Candid aims to create a public platform for open ended discussions on questions and issues pertinent to our times. It is an invitation to anyone interested in thinking deeply but candidly on questions of gender and sexuality, culture and politics. Each baithak is organized around a specific theme with an accompanying set of questions, and features a speaker whose role will be to present brief opening remarks that can lead into free flowing discussions amongst participants.
Crackdowns, a common feature of counterinsurgency in the nineties in Kashmir, can be traced back to the landscape and lexicon as CASOs, particularly post the 2016 uprising and continued unabated even during the pandemic lockdown.
However, the operations have escaped a critical gendered analysis. We looked at the ways in which these operations have allowed an intrusive military presence into women’s intimate spaces. As we commemorate Kashmiri Women’s Resistance day, the baithak opens up ways of understanding what are seen as “normal” occurrences and rendered largely invisible as a form of violence. This session is spearheaded by Samreen Mushtaq, Research Fellow at CSGS.
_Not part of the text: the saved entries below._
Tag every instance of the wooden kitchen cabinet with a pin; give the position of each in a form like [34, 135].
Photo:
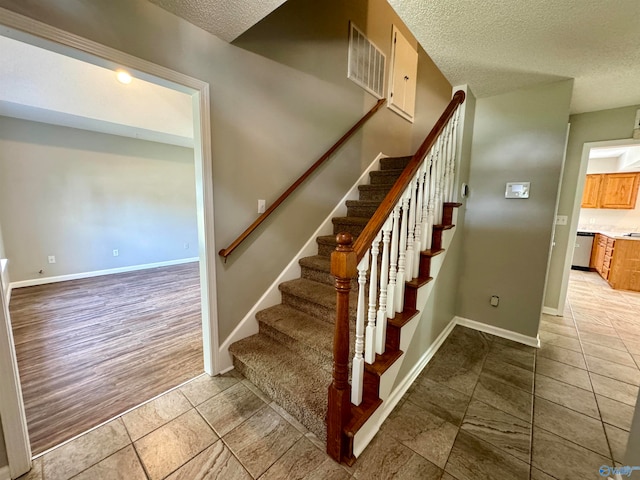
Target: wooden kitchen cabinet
[591, 191]
[611, 190]
[625, 265]
[602, 261]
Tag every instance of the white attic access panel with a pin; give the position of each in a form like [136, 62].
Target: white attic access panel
[404, 74]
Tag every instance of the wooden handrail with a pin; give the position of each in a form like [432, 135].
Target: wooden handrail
[365, 239]
[225, 252]
[344, 261]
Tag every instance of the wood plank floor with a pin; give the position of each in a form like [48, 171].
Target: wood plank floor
[90, 349]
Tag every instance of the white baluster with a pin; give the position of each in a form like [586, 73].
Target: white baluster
[393, 263]
[417, 243]
[447, 163]
[381, 323]
[437, 212]
[452, 190]
[402, 253]
[370, 338]
[426, 233]
[357, 375]
[411, 248]
[431, 207]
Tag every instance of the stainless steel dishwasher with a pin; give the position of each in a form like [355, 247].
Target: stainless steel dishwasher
[582, 251]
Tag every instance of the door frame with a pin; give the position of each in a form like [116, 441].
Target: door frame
[43, 35]
[575, 214]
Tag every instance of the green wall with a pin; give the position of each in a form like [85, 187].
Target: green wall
[518, 136]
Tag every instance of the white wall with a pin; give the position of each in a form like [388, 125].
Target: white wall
[79, 195]
[518, 136]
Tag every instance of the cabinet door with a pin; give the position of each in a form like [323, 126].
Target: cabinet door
[619, 190]
[591, 191]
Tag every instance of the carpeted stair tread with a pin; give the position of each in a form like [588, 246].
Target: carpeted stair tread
[352, 225]
[314, 298]
[317, 262]
[362, 208]
[392, 163]
[350, 220]
[384, 177]
[296, 385]
[300, 332]
[373, 192]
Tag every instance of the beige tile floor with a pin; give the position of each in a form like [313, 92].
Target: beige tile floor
[484, 408]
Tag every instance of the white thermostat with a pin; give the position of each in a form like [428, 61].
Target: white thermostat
[517, 190]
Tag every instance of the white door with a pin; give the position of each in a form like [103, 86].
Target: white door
[404, 75]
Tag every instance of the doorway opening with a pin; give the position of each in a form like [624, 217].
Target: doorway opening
[11, 404]
[606, 203]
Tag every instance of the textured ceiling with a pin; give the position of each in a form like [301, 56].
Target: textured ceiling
[226, 19]
[496, 46]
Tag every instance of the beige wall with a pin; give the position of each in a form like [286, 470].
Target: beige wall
[79, 195]
[442, 304]
[518, 136]
[270, 120]
[614, 124]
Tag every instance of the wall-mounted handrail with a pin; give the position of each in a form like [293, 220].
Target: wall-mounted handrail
[225, 252]
[365, 239]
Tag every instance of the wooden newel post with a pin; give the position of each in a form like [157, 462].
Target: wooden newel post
[343, 268]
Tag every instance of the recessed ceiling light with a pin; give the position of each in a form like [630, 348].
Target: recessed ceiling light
[123, 77]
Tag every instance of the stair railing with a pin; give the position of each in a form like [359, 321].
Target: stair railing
[398, 231]
[225, 252]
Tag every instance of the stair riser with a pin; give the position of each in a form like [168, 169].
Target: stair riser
[316, 425]
[323, 277]
[360, 211]
[321, 312]
[383, 178]
[316, 357]
[326, 250]
[373, 195]
[394, 163]
[354, 230]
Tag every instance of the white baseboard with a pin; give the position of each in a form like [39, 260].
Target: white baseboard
[499, 332]
[364, 436]
[249, 325]
[97, 273]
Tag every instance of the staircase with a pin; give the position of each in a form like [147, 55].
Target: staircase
[291, 357]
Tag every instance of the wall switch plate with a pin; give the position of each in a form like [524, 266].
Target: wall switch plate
[517, 190]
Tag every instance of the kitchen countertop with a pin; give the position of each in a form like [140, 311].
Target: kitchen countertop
[617, 236]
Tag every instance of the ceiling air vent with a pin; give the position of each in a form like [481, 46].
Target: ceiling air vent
[366, 63]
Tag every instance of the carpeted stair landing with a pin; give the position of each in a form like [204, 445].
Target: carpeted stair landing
[291, 357]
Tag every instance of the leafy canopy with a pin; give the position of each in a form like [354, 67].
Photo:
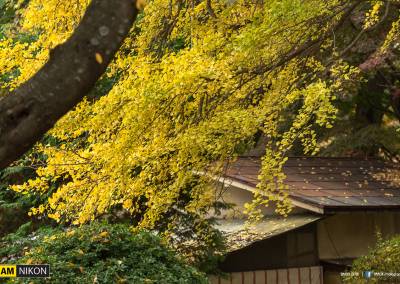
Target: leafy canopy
[194, 83]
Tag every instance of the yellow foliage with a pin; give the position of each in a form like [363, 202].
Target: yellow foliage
[193, 89]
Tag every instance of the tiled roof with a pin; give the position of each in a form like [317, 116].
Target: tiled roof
[330, 184]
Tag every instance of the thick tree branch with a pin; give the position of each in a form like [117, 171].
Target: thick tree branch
[71, 72]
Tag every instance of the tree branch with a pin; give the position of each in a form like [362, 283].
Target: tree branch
[71, 72]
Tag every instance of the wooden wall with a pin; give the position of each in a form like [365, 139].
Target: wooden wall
[303, 275]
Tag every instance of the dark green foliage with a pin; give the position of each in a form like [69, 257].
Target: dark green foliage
[371, 140]
[100, 253]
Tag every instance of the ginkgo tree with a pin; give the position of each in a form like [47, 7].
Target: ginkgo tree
[193, 84]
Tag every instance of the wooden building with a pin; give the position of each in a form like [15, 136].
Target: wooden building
[339, 206]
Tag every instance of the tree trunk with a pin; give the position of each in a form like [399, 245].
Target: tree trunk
[71, 72]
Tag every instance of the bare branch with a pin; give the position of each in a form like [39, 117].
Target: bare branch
[71, 72]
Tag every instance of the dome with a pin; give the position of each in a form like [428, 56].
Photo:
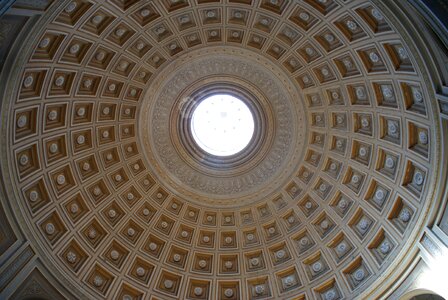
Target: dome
[221, 149]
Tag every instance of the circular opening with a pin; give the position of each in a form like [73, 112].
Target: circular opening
[222, 125]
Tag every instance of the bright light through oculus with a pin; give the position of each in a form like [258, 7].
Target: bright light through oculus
[222, 125]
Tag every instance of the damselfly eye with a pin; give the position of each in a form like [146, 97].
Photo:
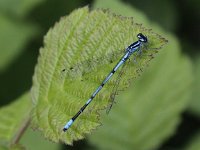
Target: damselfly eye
[142, 38]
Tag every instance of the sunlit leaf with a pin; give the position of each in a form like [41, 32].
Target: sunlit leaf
[81, 37]
[149, 112]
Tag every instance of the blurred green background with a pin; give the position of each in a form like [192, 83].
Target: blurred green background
[23, 23]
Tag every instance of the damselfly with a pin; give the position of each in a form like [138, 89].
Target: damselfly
[134, 47]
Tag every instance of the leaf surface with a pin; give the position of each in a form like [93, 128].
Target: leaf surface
[83, 36]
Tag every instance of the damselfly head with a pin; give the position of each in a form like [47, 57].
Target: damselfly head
[142, 38]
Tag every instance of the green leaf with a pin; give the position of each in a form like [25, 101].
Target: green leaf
[83, 36]
[150, 110]
[195, 99]
[13, 37]
[30, 138]
[13, 119]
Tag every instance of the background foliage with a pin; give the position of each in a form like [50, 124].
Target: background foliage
[160, 110]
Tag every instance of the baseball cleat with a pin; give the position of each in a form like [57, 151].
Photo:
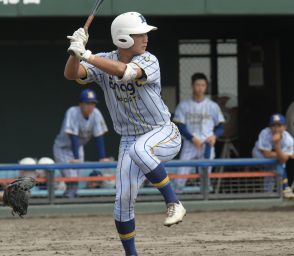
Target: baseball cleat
[175, 214]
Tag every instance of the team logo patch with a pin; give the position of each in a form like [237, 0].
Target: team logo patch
[276, 118]
[91, 95]
[142, 19]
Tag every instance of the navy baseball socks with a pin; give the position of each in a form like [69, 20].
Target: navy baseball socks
[175, 210]
[126, 231]
[158, 177]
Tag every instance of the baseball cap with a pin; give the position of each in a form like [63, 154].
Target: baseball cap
[277, 119]
[88, 96]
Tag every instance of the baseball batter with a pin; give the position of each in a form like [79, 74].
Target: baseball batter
[130, 80]
[80, 124]
[200, 121]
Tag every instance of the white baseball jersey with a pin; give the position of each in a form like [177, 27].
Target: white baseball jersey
[265, 142]
[141, 117]
[136, 107]
[200, 118]
[76, 124]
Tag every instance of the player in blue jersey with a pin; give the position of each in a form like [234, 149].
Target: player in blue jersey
[201, 122]
[130, 80]
[276, 143]
[80, 124]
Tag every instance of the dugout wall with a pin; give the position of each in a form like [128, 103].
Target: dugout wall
[35, 95]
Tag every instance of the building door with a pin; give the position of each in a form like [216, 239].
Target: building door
[259, 89]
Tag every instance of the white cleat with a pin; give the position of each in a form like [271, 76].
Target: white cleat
[288, 194]
[175, 214]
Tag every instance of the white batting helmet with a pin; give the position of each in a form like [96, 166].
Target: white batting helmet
[27, 160]
[127, 24]
[46, 160]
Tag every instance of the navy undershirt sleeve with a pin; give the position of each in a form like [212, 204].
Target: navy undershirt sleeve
[184, 131]
[75, 145]
[99, 141]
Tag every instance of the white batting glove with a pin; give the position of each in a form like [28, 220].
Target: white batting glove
[79, 50]
[80, 35]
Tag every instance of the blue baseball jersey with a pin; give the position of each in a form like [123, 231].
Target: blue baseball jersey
[265, 142]
[136, 107]
[76, 124]
[200, 118]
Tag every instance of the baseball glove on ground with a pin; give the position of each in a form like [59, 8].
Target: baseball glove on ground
[17, 195]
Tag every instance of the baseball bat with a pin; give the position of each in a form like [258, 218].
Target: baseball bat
[90, 19]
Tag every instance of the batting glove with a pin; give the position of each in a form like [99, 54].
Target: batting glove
[79, 51]
[80, 35]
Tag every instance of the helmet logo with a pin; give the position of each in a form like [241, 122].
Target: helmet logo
[142, 18]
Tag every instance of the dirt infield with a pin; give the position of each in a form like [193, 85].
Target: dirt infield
[206, 233]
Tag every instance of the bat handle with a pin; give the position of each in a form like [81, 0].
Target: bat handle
[70, 52]
[86, 27]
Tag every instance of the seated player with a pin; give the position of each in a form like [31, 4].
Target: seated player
[276, 143]
[80, 124]
[200, 122]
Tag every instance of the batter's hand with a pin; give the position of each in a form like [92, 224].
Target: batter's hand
[276, 137]
[197, 142]
[80, 35]
[211, 140]
[79, 50]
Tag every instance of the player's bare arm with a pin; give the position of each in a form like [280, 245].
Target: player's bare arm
[269, 154]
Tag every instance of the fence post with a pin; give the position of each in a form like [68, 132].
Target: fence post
[51, 186]
[204, 181]
[279, 179]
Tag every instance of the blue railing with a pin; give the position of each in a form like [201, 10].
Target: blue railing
[174, 163]
[204, 177]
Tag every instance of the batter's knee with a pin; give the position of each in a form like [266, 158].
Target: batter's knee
[124, 211]
[137, 153]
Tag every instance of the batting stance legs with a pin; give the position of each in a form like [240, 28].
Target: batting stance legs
[141, 157]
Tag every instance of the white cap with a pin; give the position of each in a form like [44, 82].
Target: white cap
[46, 160]
[27, 161]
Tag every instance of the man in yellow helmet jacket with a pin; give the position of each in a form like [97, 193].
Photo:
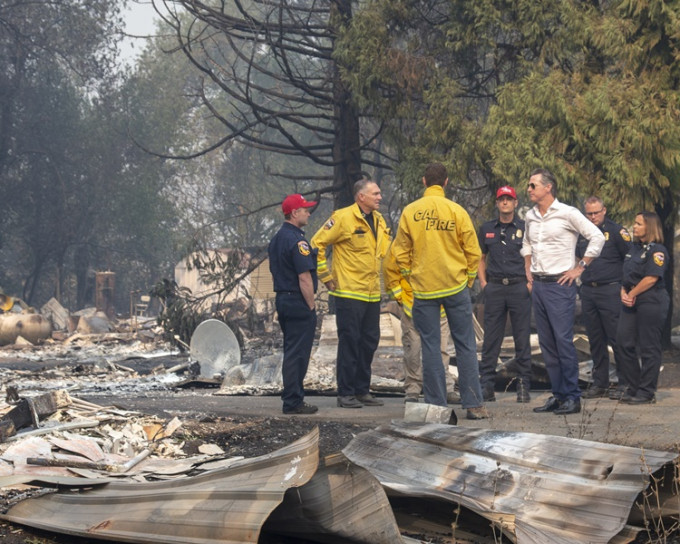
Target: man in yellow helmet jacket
[436, 248]
[359, 238]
Queerness as processes of “becoming, being and expressions” have been distorted historically through IPC 377, British colonial law and later through American-Eurocentric categories, definitions and imaginations of LGBT popularized through pride marches, rainbow idioms, English vocabularies, popular culture, etc.
In a way, this culmination has led to the erasure of indigenous queerness, especially in the north-eastern India that is manifested in all aspects of lives; culturally, socially, communitarian. In our discussion, we will look at the possibilities of reclaiming queerness in the region by decolonizing queerness. This session is spearheaded by Kumam Davidson Singh, Co-Founder of the Chinky Homo Project.
Raina Roy is a trans activist and director of Sambhabona Kolkata. She is also a founding member of Pratyay Gender Trust and has been working as an activist for twenty years. She also worked with Manas Bangla, briefly as a supervisor and she worked in Delhi with Azaad Foundation as a counsellor and Society Human Alliances and Needs; as a project manager for their Project with Sex workers.
She has conducted several workshops and seminars about gender all over India. She has also organised Take Back the Night, Kolkata. She has directed several plays about LGBTQ workshops. She is one of the founders of Amra Odbhuth an art collective working towards creating more performance LGBTQ spaces.